Yapay et yani laboratuvar etinin dünyaya katkılarına gelirsek önümüzdeki 30 yıl içinde global et talebi 2 kat artacak. Günümüzde uygulanan yöntemler sürdürülebilir değil. Çünkü hayvancılık için büyük alanlara ihtiyaç var. Bununla beraber tüketecekleri su ve yonca gibi ihtiyaçları da ortada. Bu kaynakların gelişen dünya ve artan küresel ısınma sebebi ile oluşan, etkisini son zamanlar da oldukça hissettiğimiz küresel iklim değişikliği ile beraber hayvancılık ihtiyaçlarını karşılamayı bırakıp insanların ihtiyaçlarını karşılayamayazağımız duruma düştüğümüzde hayvancılık ihtiyaçlarını karşılayamayacağımız için, bu soruna bir çözüm bulmalıyız. Birçok bilim insanının bu problemin laboratuvarlarda üretilen etlerin üretilmesiyle çözülebileceğini öngörüyor. Hollanda`daki Maastricht Üniversitesi tarafından bu uygulamalar şimdiden başladı. Canlı bir inekten alınan kök hücreleri kas dokuları üretmek ve bunu lezzetli bir köfteye dönüştürülebilinecek. Laboratuvar etinin dünyaya en büyük kazanç sağlayacağı şey verimidir. Tek bir inekten alınan kök hücrelerle 175.000.000 hamburger köftesi üretilebiliniyor. Normalde bu kadar et üretebilmek için 440.000 ineğin kesilmesli gerekiyor. Bu yöntem sadece dana eti için değil tavuk eti için de geçerlidir. Bunları söylerken iyiydi ama bilim insanları bu etleri yememiz için 2030 yılını beklememzi işaret etti. Çünkü şu an bu etin fiyatı 280.000 dolar. Bu fiyatın düşmesi için sadece 10 yıl beklememiz gerekecek. Ama yemek istemeyenler olursa bu etler bitkilerle de üretilebilinecek. Yani yakın gelecekte laboratuvar eti klasik etten daha ucuza pazarlarda satışlarla hayatımızın içine girecek. Organik yani klasik et isteyenlere ise çözüm olarak bitkilerden üretilen etler satışa sunulacak.
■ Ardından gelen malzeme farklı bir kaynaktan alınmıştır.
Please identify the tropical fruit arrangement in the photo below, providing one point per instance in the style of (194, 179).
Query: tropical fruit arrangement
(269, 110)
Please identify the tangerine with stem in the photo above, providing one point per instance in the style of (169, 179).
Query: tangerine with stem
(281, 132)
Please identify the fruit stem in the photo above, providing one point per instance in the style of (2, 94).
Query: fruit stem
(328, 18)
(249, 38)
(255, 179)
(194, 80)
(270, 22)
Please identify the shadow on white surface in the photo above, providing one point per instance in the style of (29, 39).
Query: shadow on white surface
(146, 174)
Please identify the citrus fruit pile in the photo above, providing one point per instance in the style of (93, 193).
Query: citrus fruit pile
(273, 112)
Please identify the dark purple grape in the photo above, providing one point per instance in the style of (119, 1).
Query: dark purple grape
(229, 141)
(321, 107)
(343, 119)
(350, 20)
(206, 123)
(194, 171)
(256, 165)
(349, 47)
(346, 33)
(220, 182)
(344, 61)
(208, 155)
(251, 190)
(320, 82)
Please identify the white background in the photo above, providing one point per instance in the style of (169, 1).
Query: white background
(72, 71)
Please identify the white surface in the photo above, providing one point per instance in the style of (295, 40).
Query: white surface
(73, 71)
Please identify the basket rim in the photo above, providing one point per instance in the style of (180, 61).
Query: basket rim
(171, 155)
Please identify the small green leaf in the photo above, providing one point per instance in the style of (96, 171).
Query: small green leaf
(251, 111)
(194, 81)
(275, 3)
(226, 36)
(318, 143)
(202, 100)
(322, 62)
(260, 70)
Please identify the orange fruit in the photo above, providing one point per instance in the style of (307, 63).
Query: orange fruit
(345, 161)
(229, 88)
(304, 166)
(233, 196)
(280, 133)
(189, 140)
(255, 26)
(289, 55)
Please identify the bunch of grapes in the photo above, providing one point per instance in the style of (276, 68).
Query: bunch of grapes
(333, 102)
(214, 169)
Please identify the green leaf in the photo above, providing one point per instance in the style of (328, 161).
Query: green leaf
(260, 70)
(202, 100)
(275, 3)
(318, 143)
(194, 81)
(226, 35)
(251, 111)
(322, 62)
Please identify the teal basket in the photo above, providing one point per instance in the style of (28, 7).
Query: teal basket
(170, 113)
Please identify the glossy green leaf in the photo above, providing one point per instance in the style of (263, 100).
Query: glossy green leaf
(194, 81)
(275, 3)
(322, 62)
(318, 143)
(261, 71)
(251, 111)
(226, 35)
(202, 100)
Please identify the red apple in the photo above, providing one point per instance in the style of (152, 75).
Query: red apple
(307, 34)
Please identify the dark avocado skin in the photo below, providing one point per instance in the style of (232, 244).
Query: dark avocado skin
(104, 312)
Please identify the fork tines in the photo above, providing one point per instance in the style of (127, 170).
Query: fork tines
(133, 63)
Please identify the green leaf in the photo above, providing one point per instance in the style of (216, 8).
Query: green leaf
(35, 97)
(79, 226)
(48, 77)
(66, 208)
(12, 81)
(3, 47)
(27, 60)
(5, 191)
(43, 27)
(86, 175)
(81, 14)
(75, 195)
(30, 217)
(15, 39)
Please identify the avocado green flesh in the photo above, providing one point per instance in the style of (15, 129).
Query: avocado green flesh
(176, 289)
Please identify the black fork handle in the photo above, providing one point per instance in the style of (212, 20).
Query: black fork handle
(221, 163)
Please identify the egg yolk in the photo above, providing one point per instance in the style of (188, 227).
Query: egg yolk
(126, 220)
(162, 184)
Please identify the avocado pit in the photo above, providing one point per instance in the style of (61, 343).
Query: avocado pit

Ama bazen de kötü düşünmek gelecektek sorunların çözümleri için iyidir. Eğer laboratuvar etleri üretimi istediğimiz gibi ilerlemez ise zaten gelecekte yiyeceğimiz böcekleri gerçekten kesin olarak yiyeceğimizi ilan etmiş oluruz. Ama böceklere kötü bakmamak gerekiyor. Afrika ve Asya halkları zaten besin olarak böcek yemekteler. Yakın gelecekte bu küçük besinler batı halklarının da hayatına girecek gibi görünüyor. Dünya Sağlık örgütü böceklerin daha sağlıklı olduğunu ve çevre dostu olup sürdürülebilir olduğunu açıkladı. Hatta şimdiden dünyanın dört bir yanında böcek çiftlikleri kurulmaya başladı. Ayrıca böceklerin çoğu besleyici ve kalsiyum, yağ, demir, çinko ve protein gibi önemli ihtiyaçlar bakımından zengindir. Normal et üretimi için daha az alan isteyen böcekler soğukkanlı oldukları için besinleri proteine çevirmekte gayet başarılılar. Aynı miktarda protein üretimi için inekler böceklere göre 10 kat daha fazla besin tüketmelidir. Ayrıca en önemlisi böcekler yemek artıkları ve dışkıları yiyebildikleri için atıklar geri kazanılmışta oluyor. Bu nedenle böcekler kesinlikle sürdürülebilir. Gelecekte daha bir çok olabilecek seçenek var ve birçok fikir var. Ama değişmeyecek tek şey, bu yolculuğun çoktan başladığı.